Le pacte de l'ONU sur les migrations: c'est quoi?

On parle beaucoup aujourd’hui du pacte des Nations unies sur les migrations. Chez nous, il fait polémique car la N-VA veut faire blocage et empêcher la Belgique de le signer. Une situation compromettante pour le Premier ministre Charles Michel, qui plaidait pour une signature.

Mais que trouve-t-on, au fond, dans ce pacte ?  Soir Première a récemment fait le point avec Nicolas Van Nuffel, en charge du plaidoyer au CNCD-11.11.11. Son organisation, comme d’autres, a été associée aux discussions sur ce pacte. Il détaille l’intention qui était présente chez les différentes parties.

Ce pacte, c’est quoi, et ça a été négocié par qui?

Nicolas Van Nuffel : "C’est une initiative qui a été lancée il y a deux ans, et qui vient de l’ancien secrétaire d’Etat des Nations unies, Ban Ki-Moon. L’idée, c’était de prendre un peu de recul par rapport à la période crise migratoire, et de se demander comment les migrations pouvaient avoir un rôle positif pour tout le monde. Donc, pendant deux ans, il y a eu de longues négociations entre les Etats, et cela a abouti à un texte. Un texte intéressant qui définit 23 objectifs à atteindre pour que les migrations puissent se passer correctement pour tout le monde."

Arnaud Ruyssen: Donc il y avait autant, dans les discussions, des pays "accueillants" que des pays dont partent beaucoup de migrants?

Nicolas Van Nuffel : "Oui, c’est ça qui était intéressant dans la dynamique. On a un retour au multilatéralisme, en se disant que c’est par des décisions collectives qu’on peut arriver à résoudre le problème.
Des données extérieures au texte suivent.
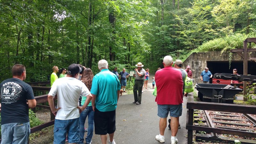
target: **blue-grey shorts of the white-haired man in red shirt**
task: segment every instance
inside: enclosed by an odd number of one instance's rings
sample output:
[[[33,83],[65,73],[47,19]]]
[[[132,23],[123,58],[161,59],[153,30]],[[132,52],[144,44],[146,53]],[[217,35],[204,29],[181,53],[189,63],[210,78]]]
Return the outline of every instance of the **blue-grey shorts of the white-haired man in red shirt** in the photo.
[[[182,104],[179,105],[157,105],[157,116],[161,118],[168,117],[170,112],[171,117],[179,117],[182,114]]]

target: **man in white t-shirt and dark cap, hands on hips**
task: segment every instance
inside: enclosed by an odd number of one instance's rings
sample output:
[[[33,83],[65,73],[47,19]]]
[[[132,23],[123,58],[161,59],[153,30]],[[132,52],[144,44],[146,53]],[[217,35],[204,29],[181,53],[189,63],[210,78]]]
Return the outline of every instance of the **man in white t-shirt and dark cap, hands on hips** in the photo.
[[[65,143],[68,132],[68,143],[79,141],[79,116],[92,99],[92,95],[84,83],[76,77],[81,71],[77,64],[68,66],[66,77],[57,79],[48,94],[48,102],[52,113],[56,116],[54,122],[54,144]],[[83,107],[79,107],[79,97],[86,96]],[[57,108],[54,106],[54,97],[58,96]]]

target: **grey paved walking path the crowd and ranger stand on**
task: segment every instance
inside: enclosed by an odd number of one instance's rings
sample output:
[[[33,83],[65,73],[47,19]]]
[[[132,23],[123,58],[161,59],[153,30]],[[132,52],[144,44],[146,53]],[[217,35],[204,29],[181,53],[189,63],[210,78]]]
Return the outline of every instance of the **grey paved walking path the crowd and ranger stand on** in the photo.
[[[152,76],[152,75],[151,75]],[[133,94],[122,95],[118,100],[116,108],[116,132],[114,139],[116,144],[160,144],[155,139],[159,134],[159,117],[157,116],[157,104],[155,96],[152,95],[152,78],[149,78],[148,88],[143,90],[141,105],[133,104]],[[152,76],[153,77],[153,76]],[[191,95],[193,96],[192,93]],[[177,139],[179,144],[187,143],[186,116],[187,116],[187,98],[183,98],[182,116],[180,116],[181,129],[178,130]],[[168,120],[168,119],[167,119]],[[167,121],[167,124],[168,121]],[[86,120],[85,126],[88,122]],[[84,138],[87,132],[85,132]],[[166,126],[165,143],[171,143],[171,130]],[[109,138],[108,138],[109,140]],[[93,132],[92,144],[101,144],[100,135]]]

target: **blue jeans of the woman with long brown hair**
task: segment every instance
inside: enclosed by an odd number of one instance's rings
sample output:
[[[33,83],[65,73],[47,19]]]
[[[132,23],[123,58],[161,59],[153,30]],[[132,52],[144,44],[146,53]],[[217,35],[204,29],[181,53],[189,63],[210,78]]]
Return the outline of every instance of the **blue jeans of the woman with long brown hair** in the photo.
[[[86,117],[88,116],[88,132],[87,137],[85,138],[86,143],[91,143],[92,135],[93,135],[93,125],[94,125],[94,111],[92,110],[92,106],[88,106],[82,111],[80,114],[80,140],[79,144],[84,144],[84,123]]]

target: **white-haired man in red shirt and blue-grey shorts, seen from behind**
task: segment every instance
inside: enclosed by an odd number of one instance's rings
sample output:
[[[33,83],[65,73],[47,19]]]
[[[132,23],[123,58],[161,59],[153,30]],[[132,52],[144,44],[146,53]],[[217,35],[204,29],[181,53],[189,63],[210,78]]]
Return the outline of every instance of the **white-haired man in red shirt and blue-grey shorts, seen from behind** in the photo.
[[[157,70],[155,79],[157,87],[157,115],[160,117],[159,131],[160,134],[156,135],[156,140],[164,141],[164,131],[167,124],[167,117],[170,112],[171,116],[171,144],[178,142],[176,134],[178,132],[179,117],[182,113],[182,74],[179,69],[172,67],[172,57],[164,57],[164,68]]]

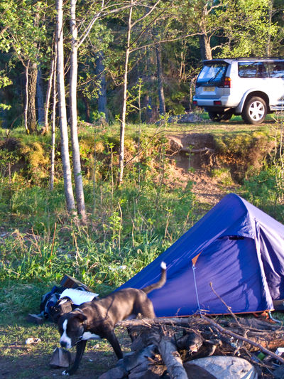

Et tout le monde était autour de la table, même si c’est vrai qu’il y a deux mois, deux pays ont quitté la table. Ce ne sont pas n’importe lesquels, puisqu’il s’agit des Etats-Unis de Donald Trump et de la Hongrie de Viktor Orban. En dehors de ça, tout le monde était autour de la table."

Arnaud Ruyssen: Et vous, en tant qu’organisation, étiez aussi associé aux discussions?

Nicolas Van Nuffel : "Oui. Non seulement il y a eu la possibilité pour la société civile, dans l’enceinte des Nations unies, d’être consultée, mais la Belgique a mis aussi en place un processus spécial. C’est-à-dire qu’il y a avait quelqu’un sur place, un haut diplomate, donc un représentant spécial pour les migrations, qui a négocié cet accord avec toutes les parties prenantes. Il y avait donc les ministres concernés, comme M. Francken, mais aussi la société civile. Et on a été très satisfait de la façon dont ça a été mis en place en Belgique."

Arnaud Ruyssen: Est-ce que ce pacte pourra réellement faire évoluer les choses dans la gestion du problème migratoire?

Nicolas Van Nuffel : "Il faut savoir que c’est une déclaration qui n’est fondamentalement pas contraignante. Ce n’est pas une nouvelle Convention de Genève qui s’imposerait aux états. Mais l’intérêt d’une déclaration de ce type, au moment où le multilatéralisme est malade, et où nos politiques migratoires sont malades, c’est de changer les lunettes. De changer de paradigme, comme on dit souvent. Et de mettre en place des objectifs de long terme, pour qu’on puisse traiter les migrations pour ce qu’elles sont, c’est-à-dire un phénomène profondément ancré dans l’histoire de l’humanité."